Interoperability: MoClo, ProClo
To enable rapid, high-throughput and simple construction of genetic devices that can inexpensively screened in B. subtilis for recombinant protein expression, secretion, and purification, we sought to develop a wetware toolkit that could interoperate with and leverage parts of the FreeGenes E. coli Protein Expression Toolkit (PET). PET contains, among other things a large collection of peptide tags including periplasmic export tags, affinity purification tags (for purification with nickel-NTA resin, silica, starch/maltose, chitin, cellulose or calmodulin), fluorescent and chromoprotein reporter tags, and cleavage tags that proteolytically cleave other tags off the CDS.
The ability to quickly and easily fuse composite tags to a CDS is potentially very useful for our project of democratizing the optimization of recombinant protein production and purification, because it could allow us to increase the throughput and decrease the cost of screening for a desired function (e.g. secretion, solubility, or retention on a purification substrate), accelerating the design-build-test cycle for developing high-expressing strains for a protein of interest. For instance, the combination of a silica-binding affinity peptide, a fluorescent reporter, and a protease cleavage site could enable rapid measurement and testing of the expression levels of different constructs, of different protocols to purify the target protein, and of comparison of the enzymatic function of tagged and untagged versions of the purified protein.

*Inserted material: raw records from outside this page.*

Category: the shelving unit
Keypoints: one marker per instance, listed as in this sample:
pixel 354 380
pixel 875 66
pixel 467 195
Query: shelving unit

To enable the assembly of multiple composite tags onto CDSs, an expanded and modified version of the MoClo assembly standard was designed for the PET collection (called FreeGenes Protein Cloning, or ProClo, assembly standard). Five additional 4 bp overhangs were added to the assembly standard, two of which replaced the 3’ overhangs in the ‘RBS’ and ‘CDS’ part definitions. These additions made space for up to 3 N-terminal and 3 C-terminal tag parts (defined generically as Tag1 - Tag6) to be appended to ProClo CDS parts, in a single Golden Gate reaction. As with OYC, the choice of additional overhang sequences capable of high-fidelity assembly with the standard MoClo overhangs was guided by NEB’s Golden Gate utility tools. Additionally, it was required that the ProClo RBS 3’ overhang sequence had to end with the beginning of a start codon, and that all other new overhangs had to be able to code for a pair of small, hydrophilic amino acids (glycine, serine, or threonine), so that the scar sequence between different tags would be less likely to affect the function of the tags or whatever protein they’re attached to. The resulting set of 10 overhangs, including the MoClo transcription unit overhangs, has predicted ligation fidelity of 99%.
Pfu-Sso7d sequence optimization
Since the PET collection already has most of the affinity, reporter, and cleavage tags we would want to use, we focused on (1) a model protein coding sequence, (2) a few transcriptional terminators that work in Bacillus, and (3) the secretion tags that would be required to export that protein out of B. subtilis.
For the model protein, we decided on Pfu-Sso7d as our model protein, because as a fast and high-fidelity thermostable DNA polymerase (a commercial iteration of this protein is known as Phusion) that just came off patent last year, we thought it would be useful to the world if it became exceedingly abundant and cheap. As detailed in our Software section, we built a pipeline for optimizing coding sequences by identifying potentially problematic homopolymers, low/high GC content, forbidden restriction sites, rare codons, and excessively stable predicted secondary structure; and then removing those problematic sequences. Our design pipeline optimized codon frequencies across the gene to match the frequencies in a set of genes highly expressed in B. subtilis under nutrient-limiting conditions (a codon optimization method that works well in E. coli); for generality’s sake and to potentially test multi-copy expression, we also ran an optimization to harmonize codon frequencies in between those of the first strategy above for B. subtilis, and those for E. coli (aiming this time for a CDS that could express well in both organisms).
For the transcriptional terminators, we incorporated sequences from previous iGEM competitions, including rrnBT1 T7TE (Bba_B0015), T7TE LuxtA (Bba_B0014), the Lambda T1 transcriptional terminator (Bba_K864601), and finally a B. subtilis transcriptional terminator known as Bba-K780000. Each of these was adapted for Golden Gate assembly:
-->BbsI>GGAG-->BsaI>GCTT---Term Terminator---CGCT<BsaI<--CGCT<BbsI--
Finally, for the secretion tags, we built library plasmids.